El diseño de las piezas del nuevo local divide su colección línea infantil en cuatro etapas, Kid and tween (6 a 12 años), Toddler ( 1 a 5 años) y Baby (0 a 12 meses) , además de incluir la línea Mamma hecha para mujeres en etapa de embarazo.

Una reinterpretación de los años treinta se implanta en prendas como minifaldas, vestidos satinados, camisas tipo halter y cuellos en ruché del ropero de niñas. Un estilo militar y siluetas rectas para los jeans de los niños, delatan la llegada de formas más amplias y quizá se prevé la llegada del corte campana que fue desplazado paulatinamente por la bota tubo. Rayas y pieles sintéticas hacen parte del vestier de ambos sexos.

Benetton en su apertura fue el objeto de atención con sus modelos bailando al ritmo de la música electrónica en las vitrinas, mientras adentro se percibía una notoria atención de adultos y jóvenes por la sala infantil.

Parece que para los grandes el deseo por saber más de la colección Benetton “For kids” estaba orientada al impacto que trajo consigo la propuesta de diseños relacionados más con la funcionalidad y la estética del momento que por mantener a sus pequeños clientes dentro del imaginario de tener que lucir como peluches de felpa.

Los niños que sueñan con ser grandes pueden hacerlo en la tienda Italiana, yendo a su vestier personalizado sin la necesidad de que mamá lo haga todo por ellos, ahora pueden lucir sofisticados y tener una oferta considerable para las diferentes ocasiones tales como como los días de juego, familiares o hasta los de cocktail donde no hay opción de niñera y sus padres están obligados a no desentonar con el protocolo.
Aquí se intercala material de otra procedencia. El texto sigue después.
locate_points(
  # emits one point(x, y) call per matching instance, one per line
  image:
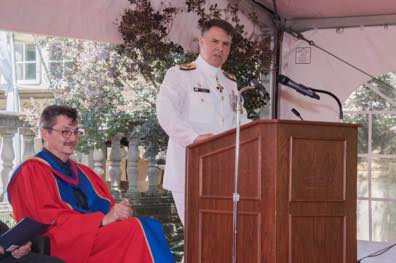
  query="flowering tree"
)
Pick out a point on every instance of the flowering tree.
point(92, 81)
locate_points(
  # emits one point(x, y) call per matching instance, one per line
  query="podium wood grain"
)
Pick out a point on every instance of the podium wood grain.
point(297, 186)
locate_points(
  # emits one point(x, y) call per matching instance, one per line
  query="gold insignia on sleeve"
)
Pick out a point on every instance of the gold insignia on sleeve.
point(230, 76)
point(188, 66)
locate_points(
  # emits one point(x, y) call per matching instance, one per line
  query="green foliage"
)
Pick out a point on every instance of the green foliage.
point(90, 82)
point(366, 100)
point(150, 53)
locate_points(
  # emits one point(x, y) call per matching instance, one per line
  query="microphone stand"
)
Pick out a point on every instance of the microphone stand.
point(235, 196)
point(341, 116)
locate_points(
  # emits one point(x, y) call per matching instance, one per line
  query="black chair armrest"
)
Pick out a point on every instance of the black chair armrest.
point(41, 244)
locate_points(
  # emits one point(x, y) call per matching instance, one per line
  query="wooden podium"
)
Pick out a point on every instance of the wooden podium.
point(297, 186)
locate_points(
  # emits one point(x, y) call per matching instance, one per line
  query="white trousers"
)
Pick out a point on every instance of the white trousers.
point(178, 197)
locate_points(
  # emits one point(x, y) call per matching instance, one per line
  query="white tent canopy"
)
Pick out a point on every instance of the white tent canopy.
point(364, 42)
point(360, 32)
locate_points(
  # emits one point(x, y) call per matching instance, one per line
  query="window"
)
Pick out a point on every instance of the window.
point(27, 64)
point(58, 63)
point(373, 105)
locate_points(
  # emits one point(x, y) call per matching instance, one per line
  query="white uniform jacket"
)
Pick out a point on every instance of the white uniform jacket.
point(189, 104)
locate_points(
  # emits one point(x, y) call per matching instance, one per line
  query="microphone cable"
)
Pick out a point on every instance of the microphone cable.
point(377, 253)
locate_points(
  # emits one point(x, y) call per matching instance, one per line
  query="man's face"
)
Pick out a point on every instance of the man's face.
point(215, 46)
point(59, 143)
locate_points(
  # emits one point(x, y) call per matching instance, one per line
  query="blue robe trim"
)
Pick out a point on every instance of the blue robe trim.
point(152, 228)
point(95, 202)
point(156, 240)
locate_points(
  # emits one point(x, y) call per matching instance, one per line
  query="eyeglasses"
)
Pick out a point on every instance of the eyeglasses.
point(68, 133)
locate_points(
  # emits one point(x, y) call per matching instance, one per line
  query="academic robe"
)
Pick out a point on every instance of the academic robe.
point(39, 189)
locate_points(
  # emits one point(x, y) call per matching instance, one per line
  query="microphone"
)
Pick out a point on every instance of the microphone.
point(297, 113)
point(260, 89)
point(304, 90)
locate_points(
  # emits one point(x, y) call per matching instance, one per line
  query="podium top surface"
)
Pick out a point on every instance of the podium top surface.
point(277, 122)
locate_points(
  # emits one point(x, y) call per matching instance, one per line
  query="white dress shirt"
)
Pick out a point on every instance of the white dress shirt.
point(190, 104)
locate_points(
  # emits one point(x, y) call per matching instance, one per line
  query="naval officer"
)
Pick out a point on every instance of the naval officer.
point(196, 101)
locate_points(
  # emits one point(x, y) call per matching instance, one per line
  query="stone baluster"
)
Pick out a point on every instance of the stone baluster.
point(132, 169)
point(98, 157)
point(28, 142)
point(7, 156)
point(152, 174)
point(115, 165)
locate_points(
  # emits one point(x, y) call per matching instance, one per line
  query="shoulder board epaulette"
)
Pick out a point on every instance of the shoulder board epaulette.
point(188, 66)
point(230, 76)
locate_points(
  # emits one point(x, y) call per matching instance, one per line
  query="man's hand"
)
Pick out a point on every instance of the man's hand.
point(22, 250)
point(120, 211)
point(203, 137)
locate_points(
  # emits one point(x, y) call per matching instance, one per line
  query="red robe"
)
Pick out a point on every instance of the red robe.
point(76, 237)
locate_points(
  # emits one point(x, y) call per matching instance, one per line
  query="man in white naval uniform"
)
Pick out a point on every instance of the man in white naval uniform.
point(195, 101)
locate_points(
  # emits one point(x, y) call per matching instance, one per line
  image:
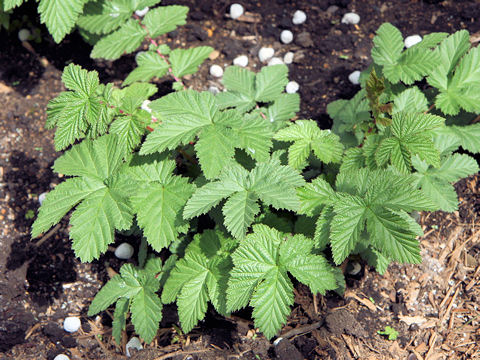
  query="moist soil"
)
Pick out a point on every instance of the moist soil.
point(433, 306)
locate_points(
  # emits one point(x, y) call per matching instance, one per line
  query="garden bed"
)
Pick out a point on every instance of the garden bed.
point(433, 306)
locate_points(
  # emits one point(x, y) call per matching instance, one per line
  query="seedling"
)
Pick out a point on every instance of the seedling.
point(278, 192)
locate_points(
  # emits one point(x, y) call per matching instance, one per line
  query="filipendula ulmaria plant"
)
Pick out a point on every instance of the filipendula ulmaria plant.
point(279, 192)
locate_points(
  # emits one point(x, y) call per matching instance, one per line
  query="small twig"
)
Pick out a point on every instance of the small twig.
point(302, 329)
point(47, 236)
point(180, 352)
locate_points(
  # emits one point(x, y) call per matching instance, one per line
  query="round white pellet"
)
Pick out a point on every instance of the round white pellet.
point(351, 18)
point(124, 251)
point(241, 60)
point(24, 34)
point(299, 17)
point(354, 77)
point(236, 10)
point(286, 36)
point(71, 324)
point(216, 70)
point(61, 357)
point(133, 343)
point(145, 106)
point(214, 90)
point(265, 54)
point(288, 58)
point(412, 40)
point(41, 198)
point(142, 12)
point(292, 87)
point(275, 61)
Es válido que las empresas dedicadas al diseño comprendan las necesidades para el vestuario infantil como una forma de ofrecer un servicio integral desde su negocio, una vez se haga la tarea de leer las exigencias de públicos emergentes u olvidados a partir de su diario vivir. Los niños quieren opinar sobre su aspecto y a través de propuestas originales es posible de que los adultos se convenzan de que una pataleta sea justificada por el deseo de adquirir una prenda novedosa.